On the question of who profits when a federal agency bans nearly every router in America.
On the morning of March 24, 2026 — one day after the Federal Communications Commission added all foreign-manufactured consumer routers to its national security blacklist — Netgear's stock price jumped twelve percent. The company's shares had been drifting sideways for months, unremarkable in a market besotted with artificial intelligence. But overnight, the regulatory landscape beneath the entire American networking-equipment industry had shifted, and the market, which is nothing if not a ruthlessly efficient interpreter of who wins and who loses, rendered its verdict instantly. Stifel analyst Tore Svanberg issued a note calling Netgear "well positioned" to navigate the change. Raymond James described the development as "incrementally positive." Asian router manufacturers' share prices fell. The redistribution was clean, fast, and legible to anyone watching.
What the market understood, and what the FCC's press release labored to obscure, was that a policy framed entirely in the language of national security had produced a set of economic outcomes so precisely targeted that they could have been drawn up by a lobbyist. The ban affected virtually every consumer router on the American market — roughly ninety-eight percent of devices are manufactured abroad — while exempting a vanishingly small number of companies whose fortunes happen to be intertwined with the political network surrounding the current administration.
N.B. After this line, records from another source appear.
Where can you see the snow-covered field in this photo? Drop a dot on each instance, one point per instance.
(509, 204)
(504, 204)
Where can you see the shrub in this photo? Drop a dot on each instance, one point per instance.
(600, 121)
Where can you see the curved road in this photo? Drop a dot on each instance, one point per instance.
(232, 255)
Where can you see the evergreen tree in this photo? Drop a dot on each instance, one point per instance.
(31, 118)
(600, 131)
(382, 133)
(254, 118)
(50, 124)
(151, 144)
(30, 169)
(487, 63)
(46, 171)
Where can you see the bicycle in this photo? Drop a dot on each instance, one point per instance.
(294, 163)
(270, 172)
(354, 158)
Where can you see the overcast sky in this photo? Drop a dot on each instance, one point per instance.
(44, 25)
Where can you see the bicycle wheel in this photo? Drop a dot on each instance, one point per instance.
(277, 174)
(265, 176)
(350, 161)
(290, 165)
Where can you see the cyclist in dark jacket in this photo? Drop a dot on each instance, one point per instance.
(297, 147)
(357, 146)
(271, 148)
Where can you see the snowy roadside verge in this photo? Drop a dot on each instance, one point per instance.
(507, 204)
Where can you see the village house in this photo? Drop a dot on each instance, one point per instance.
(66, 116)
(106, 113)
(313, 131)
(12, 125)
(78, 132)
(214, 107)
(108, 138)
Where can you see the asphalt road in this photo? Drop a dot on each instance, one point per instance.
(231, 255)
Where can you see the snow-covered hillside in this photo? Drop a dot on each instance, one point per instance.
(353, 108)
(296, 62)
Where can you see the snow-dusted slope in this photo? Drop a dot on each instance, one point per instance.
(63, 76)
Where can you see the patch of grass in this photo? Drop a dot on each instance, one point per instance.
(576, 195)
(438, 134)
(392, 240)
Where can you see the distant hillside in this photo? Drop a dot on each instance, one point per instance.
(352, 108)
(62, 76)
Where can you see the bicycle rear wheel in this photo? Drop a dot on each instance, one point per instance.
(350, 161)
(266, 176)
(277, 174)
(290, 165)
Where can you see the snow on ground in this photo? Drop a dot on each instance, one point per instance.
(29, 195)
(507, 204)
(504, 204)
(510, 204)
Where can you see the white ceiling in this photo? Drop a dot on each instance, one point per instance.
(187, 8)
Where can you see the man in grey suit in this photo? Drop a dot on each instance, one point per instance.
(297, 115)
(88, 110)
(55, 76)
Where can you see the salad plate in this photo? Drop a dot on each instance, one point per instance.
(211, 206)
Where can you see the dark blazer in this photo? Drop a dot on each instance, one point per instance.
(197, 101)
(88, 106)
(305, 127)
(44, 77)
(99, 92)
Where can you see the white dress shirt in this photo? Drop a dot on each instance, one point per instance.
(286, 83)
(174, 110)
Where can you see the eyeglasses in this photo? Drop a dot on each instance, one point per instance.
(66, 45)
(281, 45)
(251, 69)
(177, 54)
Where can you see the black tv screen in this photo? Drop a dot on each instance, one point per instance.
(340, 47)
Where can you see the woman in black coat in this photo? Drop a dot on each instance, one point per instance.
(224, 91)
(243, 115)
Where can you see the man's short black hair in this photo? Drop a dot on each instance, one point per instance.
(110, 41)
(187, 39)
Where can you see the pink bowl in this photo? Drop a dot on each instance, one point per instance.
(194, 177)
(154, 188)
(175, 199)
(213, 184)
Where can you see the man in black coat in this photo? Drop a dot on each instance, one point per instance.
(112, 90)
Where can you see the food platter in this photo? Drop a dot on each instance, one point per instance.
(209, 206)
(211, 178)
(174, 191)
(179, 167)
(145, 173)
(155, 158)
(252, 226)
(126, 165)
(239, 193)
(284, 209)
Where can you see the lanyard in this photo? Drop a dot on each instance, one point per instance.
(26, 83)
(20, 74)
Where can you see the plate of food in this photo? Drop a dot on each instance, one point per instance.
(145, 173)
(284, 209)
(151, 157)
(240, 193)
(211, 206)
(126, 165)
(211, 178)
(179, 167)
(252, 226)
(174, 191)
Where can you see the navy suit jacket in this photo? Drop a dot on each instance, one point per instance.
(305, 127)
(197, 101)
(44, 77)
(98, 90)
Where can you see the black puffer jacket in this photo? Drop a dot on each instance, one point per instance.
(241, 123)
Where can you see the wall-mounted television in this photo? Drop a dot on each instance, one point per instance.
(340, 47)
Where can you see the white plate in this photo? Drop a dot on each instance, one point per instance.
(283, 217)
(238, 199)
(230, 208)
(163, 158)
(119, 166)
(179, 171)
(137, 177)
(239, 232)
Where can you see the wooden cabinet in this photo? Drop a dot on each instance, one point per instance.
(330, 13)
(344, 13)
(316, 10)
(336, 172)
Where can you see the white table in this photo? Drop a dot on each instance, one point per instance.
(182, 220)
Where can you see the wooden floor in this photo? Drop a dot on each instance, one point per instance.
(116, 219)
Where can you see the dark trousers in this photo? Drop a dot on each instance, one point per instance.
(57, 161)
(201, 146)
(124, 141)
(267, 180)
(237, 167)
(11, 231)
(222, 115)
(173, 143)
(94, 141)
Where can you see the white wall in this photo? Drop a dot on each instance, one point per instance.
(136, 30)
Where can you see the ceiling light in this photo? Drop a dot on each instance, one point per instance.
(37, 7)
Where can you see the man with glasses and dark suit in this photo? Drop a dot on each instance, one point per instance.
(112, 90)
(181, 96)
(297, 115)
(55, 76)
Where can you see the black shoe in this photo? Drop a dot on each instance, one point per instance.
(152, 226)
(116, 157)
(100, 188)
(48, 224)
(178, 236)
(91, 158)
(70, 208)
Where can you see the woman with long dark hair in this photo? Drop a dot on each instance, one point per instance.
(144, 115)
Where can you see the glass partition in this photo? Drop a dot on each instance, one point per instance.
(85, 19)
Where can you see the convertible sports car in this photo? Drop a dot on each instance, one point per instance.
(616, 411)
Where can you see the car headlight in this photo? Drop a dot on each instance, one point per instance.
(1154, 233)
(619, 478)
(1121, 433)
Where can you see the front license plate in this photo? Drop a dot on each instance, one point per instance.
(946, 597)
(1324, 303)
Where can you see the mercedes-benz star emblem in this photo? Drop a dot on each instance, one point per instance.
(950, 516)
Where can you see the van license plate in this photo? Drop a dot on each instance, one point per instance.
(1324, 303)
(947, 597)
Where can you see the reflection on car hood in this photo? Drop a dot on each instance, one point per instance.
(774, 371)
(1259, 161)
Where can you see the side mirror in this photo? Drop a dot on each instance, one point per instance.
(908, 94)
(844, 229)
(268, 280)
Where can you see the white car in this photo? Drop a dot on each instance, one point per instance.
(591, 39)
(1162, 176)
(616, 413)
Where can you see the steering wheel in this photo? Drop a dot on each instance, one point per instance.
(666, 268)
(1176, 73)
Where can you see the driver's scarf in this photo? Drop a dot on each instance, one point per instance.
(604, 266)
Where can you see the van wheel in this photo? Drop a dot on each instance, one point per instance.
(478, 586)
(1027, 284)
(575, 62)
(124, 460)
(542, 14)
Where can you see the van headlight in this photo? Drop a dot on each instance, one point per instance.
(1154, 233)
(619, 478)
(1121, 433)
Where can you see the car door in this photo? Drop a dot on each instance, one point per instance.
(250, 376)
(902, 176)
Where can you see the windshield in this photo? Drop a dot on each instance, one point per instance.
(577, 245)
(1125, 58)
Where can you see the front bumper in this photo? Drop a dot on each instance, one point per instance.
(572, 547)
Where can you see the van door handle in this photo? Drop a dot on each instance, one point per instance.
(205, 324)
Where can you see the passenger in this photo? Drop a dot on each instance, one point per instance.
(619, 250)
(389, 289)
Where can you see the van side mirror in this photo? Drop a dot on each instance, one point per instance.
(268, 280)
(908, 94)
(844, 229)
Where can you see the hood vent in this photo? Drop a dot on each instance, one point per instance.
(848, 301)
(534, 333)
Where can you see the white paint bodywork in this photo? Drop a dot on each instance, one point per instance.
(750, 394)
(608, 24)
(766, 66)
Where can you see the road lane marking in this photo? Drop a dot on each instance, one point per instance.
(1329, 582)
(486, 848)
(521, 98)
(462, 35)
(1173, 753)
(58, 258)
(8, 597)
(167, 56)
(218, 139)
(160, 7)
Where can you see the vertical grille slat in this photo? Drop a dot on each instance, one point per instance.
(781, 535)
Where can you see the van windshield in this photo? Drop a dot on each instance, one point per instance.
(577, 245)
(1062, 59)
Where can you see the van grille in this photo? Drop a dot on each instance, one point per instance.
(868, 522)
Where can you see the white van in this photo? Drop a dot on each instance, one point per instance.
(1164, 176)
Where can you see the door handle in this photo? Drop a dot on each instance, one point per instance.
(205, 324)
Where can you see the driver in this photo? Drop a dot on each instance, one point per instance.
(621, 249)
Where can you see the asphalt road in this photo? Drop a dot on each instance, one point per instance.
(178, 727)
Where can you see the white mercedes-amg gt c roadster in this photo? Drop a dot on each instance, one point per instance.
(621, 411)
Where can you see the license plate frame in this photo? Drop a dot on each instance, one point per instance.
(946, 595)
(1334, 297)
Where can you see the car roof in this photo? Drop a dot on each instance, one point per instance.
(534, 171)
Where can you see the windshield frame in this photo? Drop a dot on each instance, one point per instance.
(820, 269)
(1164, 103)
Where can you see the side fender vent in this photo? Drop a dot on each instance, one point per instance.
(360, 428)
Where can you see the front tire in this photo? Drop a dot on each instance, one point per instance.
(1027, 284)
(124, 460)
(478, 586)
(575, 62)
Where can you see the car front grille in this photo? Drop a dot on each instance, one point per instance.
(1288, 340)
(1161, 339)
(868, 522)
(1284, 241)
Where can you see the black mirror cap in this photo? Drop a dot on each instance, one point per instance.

The question was not whether the ban had economic winners. The question was whether creating those winners was incidental to the policy, or the point of it.
The man at the center of this particular regulatory event is Brendan Carr, whom Donald Trump designated as FCC Chairman on November 17, 2024, and who assumed the role on Inauguration Day. Carr is forty-seven years old, Washington-born, a career telecom lawyer who spent years as a mid-ranking FCC official before Trump elevated him. He has the affect of a mid-level bank manager — soft-spoken, amiable, careful with his syntax — and the instincts of a ward boss. Before the router ban, Carr had already established a pattern of using the FCC's regulatory authority in ways that his predecessors, of both parties, would have considered unthinkable.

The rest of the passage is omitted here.